My wife and I see a little of those pressures, for we are paying 50 per cent more for heating oil than a year ago - and everyone else is too. And that is clearly going to get worse during 2022.

But as a family we are not in need of more money to pay for the oil, nor needing to visit the local food bank, and we do expect to be able to weather the economic storms that may come our way over the next few years.

Our situation is not very different from many others, and that makes it all too easy for many of us to be relatively unconcerned about the intense stress and distress around us right now as winter deepens.

But there is a major and ongoing change in the thinking of God's people on this subject of inequality, which was highlighted in several major pieces of research in 2021, led by the Christian think-tank Theos in London, and the Jubilee centre in Cambridge.

Their findings are entirely consistent with the straightforward teaching of Jesus himself. If He was walking our streets today, he might well repeat what he said so many years ago: "I have compassion for these people; I do not want to send them away hungry."

And he would look to me - and to you - as he did then, to offer what we can to help. Indeed, the account of the last judgement in Matthew 25 is both a sobering warning and a call to action here and now: "Then the King will say to those on his right, 'Come, you who are blessed by my Father; take your inheritance, the kingdom prepared for you since the creation of the world. For I was hungry and you gave me something to eat, I was thirsty and you gave me something to drink.'"

Crucially, this message of Jesus, and the wider teaching of the Bible captured by the Christian academics is not just about fixing material poverty: "The impact of excessive and/or widening inequality is as evident in our relationships as in our bank balances."
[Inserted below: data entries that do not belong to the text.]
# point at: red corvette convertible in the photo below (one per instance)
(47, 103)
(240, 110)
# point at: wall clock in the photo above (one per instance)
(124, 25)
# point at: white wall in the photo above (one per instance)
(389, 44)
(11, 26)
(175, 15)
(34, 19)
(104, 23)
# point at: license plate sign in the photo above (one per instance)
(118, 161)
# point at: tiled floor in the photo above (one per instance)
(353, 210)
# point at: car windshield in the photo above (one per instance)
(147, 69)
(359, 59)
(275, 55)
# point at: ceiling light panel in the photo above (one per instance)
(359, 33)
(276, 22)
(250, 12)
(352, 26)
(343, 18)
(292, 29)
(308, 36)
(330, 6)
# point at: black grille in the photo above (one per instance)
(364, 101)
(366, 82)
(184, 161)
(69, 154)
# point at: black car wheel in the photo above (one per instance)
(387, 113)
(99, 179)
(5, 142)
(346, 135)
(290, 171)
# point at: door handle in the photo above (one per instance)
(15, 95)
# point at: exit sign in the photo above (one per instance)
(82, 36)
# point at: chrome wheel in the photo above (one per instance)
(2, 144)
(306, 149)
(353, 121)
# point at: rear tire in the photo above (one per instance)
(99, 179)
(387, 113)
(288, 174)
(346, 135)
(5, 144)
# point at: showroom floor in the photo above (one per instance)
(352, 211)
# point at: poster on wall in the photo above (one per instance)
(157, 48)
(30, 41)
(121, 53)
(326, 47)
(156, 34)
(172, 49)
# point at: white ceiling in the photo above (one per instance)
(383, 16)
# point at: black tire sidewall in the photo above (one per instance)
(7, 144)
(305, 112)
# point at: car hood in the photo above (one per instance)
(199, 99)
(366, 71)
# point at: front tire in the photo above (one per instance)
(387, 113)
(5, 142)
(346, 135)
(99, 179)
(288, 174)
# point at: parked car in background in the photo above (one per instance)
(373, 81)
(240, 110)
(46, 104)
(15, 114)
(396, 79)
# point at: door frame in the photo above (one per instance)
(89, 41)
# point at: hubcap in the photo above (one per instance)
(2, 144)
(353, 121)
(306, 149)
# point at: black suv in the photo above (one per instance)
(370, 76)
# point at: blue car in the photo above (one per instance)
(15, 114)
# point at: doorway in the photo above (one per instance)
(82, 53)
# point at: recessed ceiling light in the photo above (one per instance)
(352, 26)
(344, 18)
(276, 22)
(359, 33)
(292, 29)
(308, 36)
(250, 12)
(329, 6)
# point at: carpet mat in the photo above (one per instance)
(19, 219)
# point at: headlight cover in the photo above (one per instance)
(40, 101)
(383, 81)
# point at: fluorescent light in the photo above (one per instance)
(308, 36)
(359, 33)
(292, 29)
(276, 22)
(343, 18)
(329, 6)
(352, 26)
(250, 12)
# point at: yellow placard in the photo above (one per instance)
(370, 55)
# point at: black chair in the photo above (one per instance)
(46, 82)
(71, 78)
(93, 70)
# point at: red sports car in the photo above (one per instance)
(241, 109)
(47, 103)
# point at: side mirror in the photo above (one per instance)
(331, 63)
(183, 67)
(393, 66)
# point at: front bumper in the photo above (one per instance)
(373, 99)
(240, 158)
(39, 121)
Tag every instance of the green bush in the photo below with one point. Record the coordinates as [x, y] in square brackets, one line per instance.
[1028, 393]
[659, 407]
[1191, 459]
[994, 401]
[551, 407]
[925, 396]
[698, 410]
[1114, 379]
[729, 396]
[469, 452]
The research clearly spells out that inequality becomes a problem when it undermines our having good relationships with one another and when it separates us from the wider community. Indeed, the title of one of the research papers puts it very well: Money Can't Fix Everything.

Another suggestion, albeit fairly controversial, is put on the table for more and hopefully better discussion: a wealth tax.
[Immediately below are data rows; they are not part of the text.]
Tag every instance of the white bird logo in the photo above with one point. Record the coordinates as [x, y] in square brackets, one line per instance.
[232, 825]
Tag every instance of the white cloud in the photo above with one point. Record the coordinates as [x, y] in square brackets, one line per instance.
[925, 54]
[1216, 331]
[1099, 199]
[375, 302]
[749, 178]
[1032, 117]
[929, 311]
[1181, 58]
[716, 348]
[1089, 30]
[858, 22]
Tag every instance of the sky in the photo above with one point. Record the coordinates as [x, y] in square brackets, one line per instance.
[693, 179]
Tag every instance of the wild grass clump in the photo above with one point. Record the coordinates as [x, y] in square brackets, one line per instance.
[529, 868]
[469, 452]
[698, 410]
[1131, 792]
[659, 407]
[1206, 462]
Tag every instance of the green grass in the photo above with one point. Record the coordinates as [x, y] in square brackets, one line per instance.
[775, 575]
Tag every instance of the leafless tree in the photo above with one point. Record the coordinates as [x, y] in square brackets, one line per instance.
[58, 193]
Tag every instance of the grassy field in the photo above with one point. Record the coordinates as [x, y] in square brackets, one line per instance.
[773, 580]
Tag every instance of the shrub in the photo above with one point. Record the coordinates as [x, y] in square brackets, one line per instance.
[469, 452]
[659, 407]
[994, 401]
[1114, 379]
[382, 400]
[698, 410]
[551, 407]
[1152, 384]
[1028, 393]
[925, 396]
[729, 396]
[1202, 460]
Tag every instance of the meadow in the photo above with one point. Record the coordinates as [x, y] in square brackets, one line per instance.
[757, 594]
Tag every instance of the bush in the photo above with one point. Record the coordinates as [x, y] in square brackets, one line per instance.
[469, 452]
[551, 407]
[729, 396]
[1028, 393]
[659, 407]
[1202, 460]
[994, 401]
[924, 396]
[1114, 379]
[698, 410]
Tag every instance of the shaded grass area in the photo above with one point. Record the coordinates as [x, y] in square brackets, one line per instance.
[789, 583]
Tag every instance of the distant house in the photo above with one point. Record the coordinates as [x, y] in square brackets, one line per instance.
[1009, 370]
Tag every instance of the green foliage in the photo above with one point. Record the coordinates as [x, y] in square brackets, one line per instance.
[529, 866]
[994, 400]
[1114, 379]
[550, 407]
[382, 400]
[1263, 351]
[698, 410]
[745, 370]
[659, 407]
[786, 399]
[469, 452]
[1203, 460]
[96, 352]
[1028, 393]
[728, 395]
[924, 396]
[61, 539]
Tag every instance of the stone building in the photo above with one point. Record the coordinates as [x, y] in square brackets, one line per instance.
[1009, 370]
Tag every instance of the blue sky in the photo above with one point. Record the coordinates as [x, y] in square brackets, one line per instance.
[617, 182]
This, broadly speaking, is a tax on the difference between what someone owns and what someone owes, and would be taken from those who are really wealthy. There are, of course, arguments for and against such a tax, but the researchers suggest that the discussion on the possibility needs to be opened once again. It is hard to disagree given that the pandemic has made some people very wealthy indeed.

This leads to one final, and hugely challenging thought from the research. It seems clear that as a society, we never think about what it means to have 'enough'. In both the Gospels of Matthew and Luke, Jesus describes himself as having "nowhere to lay his head".

Given that I personally do have enough and to spare (to quote from the parable of the Prodigal Son in Luke 15), what are the implications I need to face?

As the costs of living continue to rise, I have both a Christian and a moral obligation to answer that question properly. For I know only too well that faith without works really is dead - very dead.

Theos: Beyond Left and Right - Finding Consensus on Economic Inequality by Hannah Rich.

Jubilee Centre: Money Can't Fix Everything - The Impact of Family Relationships on Poverty by Matt Williams.

The Rev Dr Norman Hamilton is a former Moderator of the Presbyterian Church.